Last Updated on April 24, 2017 by Jeff
You’ve heard of progressive overload right?
The principle that you must do incrementally more every session to continue making progress. A little more weight, an extra rep, extra metres, or time. To continually progress, you must be giving your body a new stimulus. Something a little more challenging that it has had before.
This principle is not just how you progress in the gym. It is the basis of successful change in any area of your life. The gym is a great metaphor for achieving things in all other areas of your life too.
People that succeed in the gym are the ones who are committed to working out for the long term. They’re not jumping on fad diets and magic abs blasting machines for 2 weeks, and then going right back to eating takeout on the sofa.

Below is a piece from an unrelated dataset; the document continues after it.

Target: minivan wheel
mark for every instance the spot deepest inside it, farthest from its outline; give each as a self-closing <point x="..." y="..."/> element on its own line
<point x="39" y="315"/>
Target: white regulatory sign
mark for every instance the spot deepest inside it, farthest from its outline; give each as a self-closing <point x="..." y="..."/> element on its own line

They’re turning up day in and day out; working out, eating right and living a healthy lifestyle as a matter of habit.
Coincidentally, this applies to any area of your life where you want to achieve more.
The Gym Is Your Teacher
The skills, behaviors, beliefs and habits you build in fitness will carry over to every part of your life. Learning the discipline and hard work of following your training plan and eating right will make it easier to put the work into your business or career.
Working for delayed gratification by avoiding unhealthy foods you might be craving, and going to the gym instead of staying in bed; is the same process as saving money for retirement or getting out of debt.
The process of setting goals and working towards them in your body will mirror that in other parts of your life where you would like to make changes and achieve more.
You Build More Than Just A Body Through Fitness
Fitness is more than just building a body. You’re also building your mind. The beliefs and mindset you develop with training is going to lead to more confidence and belief elsewhere.
When you prove to yourself that you can set goals, implement the program and achieve results; you start to feel more confident and in control of your outcomes. What else could you achieve?
If you believe you can achieve something, and refuse to quit, then you will ultimately achieve it. Doing this in fitness is a great place to start, because you can make big changes in a relatively short time span. In 6 months you can look and feel 100% different to how you do right now.
Using Progressive Overload in Everything
One of the reasons people commonly fail in their fitness, and in other goals, are unrealistic expectations. Both in the speed or size of the results, and in the expectations of themselves. How significantly they can change their habits and routines in one go. How much they can change right away or how much impact a change is going to have on outcomes.
Setting expectations too high, where they are impossible to meet, is a recipe for failure, getting disheartened, losing confidence, and giving up. Every time this happens it gets a little bit harder the next time you try.
You now have more negative reference points, less belief, and more fear that you cannot do this. This is what kills people’s dreams. You’re essentially conditioning yourself to expect failure. Not a good thing!
To avoid this, you must apply the principle of progressive overload. You have look at where you are right now, where you are starting from. Look at where you ultimately want to be – your goal – as the opposite ends of a continuum.
Where people go wrong, is they do not fill all the steps in along the way. They want to jump straight from A to Z, and that is realistically never going to happen. You must fill all the steps in along the way. You have to ask yourself what is the next step forwards?
The one thing that is going to take me closer to my goals?
Using Pareto’s Principle
You want to apply the Pareto Principle or 80/20 rule. Ask yourself which is the single step that is going to give me the biggest returns? What is the simplest, easiest thing I can do that will bring a big change for the least amount of effort?
The less intrusive it is, the less it takes away from your normal habits and routines; the easier it will be to follow through and stick with it. Sometimes the thing that will bring the biggest results is not the thing you should be implementing.
If it’s too advanced for you, too difficult, too far away from where you are now; it is likely to do more harm than good. Sometimes you have to move slowly to get there quicker. Being the tortoise, rather than the hare.
For progressive overload to work, you just need to do a little bit more than you have done before. It is incremental improvement. The process of Kaizen as the Japanese call it.
Trying to take giant leaps forwards and make huge changes all in one go rarely works. You might see some results initially, but after a couple of weeks it becomes unsustainable. You’ve changed too many things, too significantly. You’re always going to subconsciously pull back to your comfort zone.
If you’re using progressive overload, the changes are minimal and you do not suffer that pull back. Only when you’re doing too much does the comfort zone get the better of you.
Look at any goal as a series of steps, rather than just a final destination. Going from A to B, and then B to C is a lot less daunting, much easier to achieve and will quickly build positive momentum. The more momentum you have, the more belief you have.
With momentum and belief at your back, now you can start making bigger changes that make a bigger impact. Now you are in the position to start accelerating towards your goals, because you have built up to it slowly.